Assim como na “Antologia Poética – Nudos”, faz-se uma revisita à criação de White, recuando para 1984, quando inicia a sua aventura literária, com o inquietante desejo de “Amar Sobre o Índico”. Aqui – como escreve Júdice – surgem duas constantes que são “o amor e o espaço”.

O espaço pode não ser uma constante na criação de White, mas o amor é um tema recorrente não apenas no “Amar Sobre O Índico”, do mesmo jeito que “o feminino” surge com toda a relevância. E Nuno Júdice parece descrever melhor essa criação. “... esta ligação concretiza-se na ideia do amor como a grande viagem no oceano que é o corpo feminino, associado ao Índico, e apresentado como o ‘adubo’ de uma inspiração que ganha o seu impulso nesta dinâmica genesíaca.”
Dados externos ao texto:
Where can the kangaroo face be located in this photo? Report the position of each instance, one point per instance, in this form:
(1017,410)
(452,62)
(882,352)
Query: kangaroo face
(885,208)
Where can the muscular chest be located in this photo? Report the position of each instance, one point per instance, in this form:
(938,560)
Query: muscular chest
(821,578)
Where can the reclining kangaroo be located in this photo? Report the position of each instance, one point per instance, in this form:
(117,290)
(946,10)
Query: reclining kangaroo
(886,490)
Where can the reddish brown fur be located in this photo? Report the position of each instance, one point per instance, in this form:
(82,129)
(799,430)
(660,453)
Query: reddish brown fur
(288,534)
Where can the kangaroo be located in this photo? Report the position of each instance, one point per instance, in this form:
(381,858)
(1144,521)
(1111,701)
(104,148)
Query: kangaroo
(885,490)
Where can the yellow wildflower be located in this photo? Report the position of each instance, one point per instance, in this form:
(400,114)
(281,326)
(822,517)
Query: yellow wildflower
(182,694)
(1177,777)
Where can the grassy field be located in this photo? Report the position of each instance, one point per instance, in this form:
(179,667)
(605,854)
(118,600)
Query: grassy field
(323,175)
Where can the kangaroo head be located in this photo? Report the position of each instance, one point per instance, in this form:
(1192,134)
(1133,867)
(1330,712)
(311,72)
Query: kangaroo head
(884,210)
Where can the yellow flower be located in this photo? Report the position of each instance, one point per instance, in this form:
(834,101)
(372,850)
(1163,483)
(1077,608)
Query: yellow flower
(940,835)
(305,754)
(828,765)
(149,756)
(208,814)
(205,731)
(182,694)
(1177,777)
Mais do que olhar para a obra de White, Júdice faz uma interpretação dela, construindo uma ponte de um a outro. Diz, por exemplo, que ao dar início “ao seu percurso”, o poeta fá-lo interrogando a si, assim como ao leitor – “por que o amor em meus poemas sempre? –, e depois encontra uma longa resposta em “O País de Mim”, de 1989.

Júdice parece representar melhor o conceito de ”viagem” referida anteriormente, para o qual foi buscar uma explicação em Fernando Pessoa. É assim que vai buscar uma comparação entre a mulher e a terra, como também se pode encontrar no “Homoíne”, também de 1989. “Por isso, a mulher tem o corpo da terra, para que se possa regenerar e alimentar a vitalidade que liberta o homem da ‘condição de mortos’ e dessa morte que ‘respira, sinto-a, imperecível, dentro de nós”.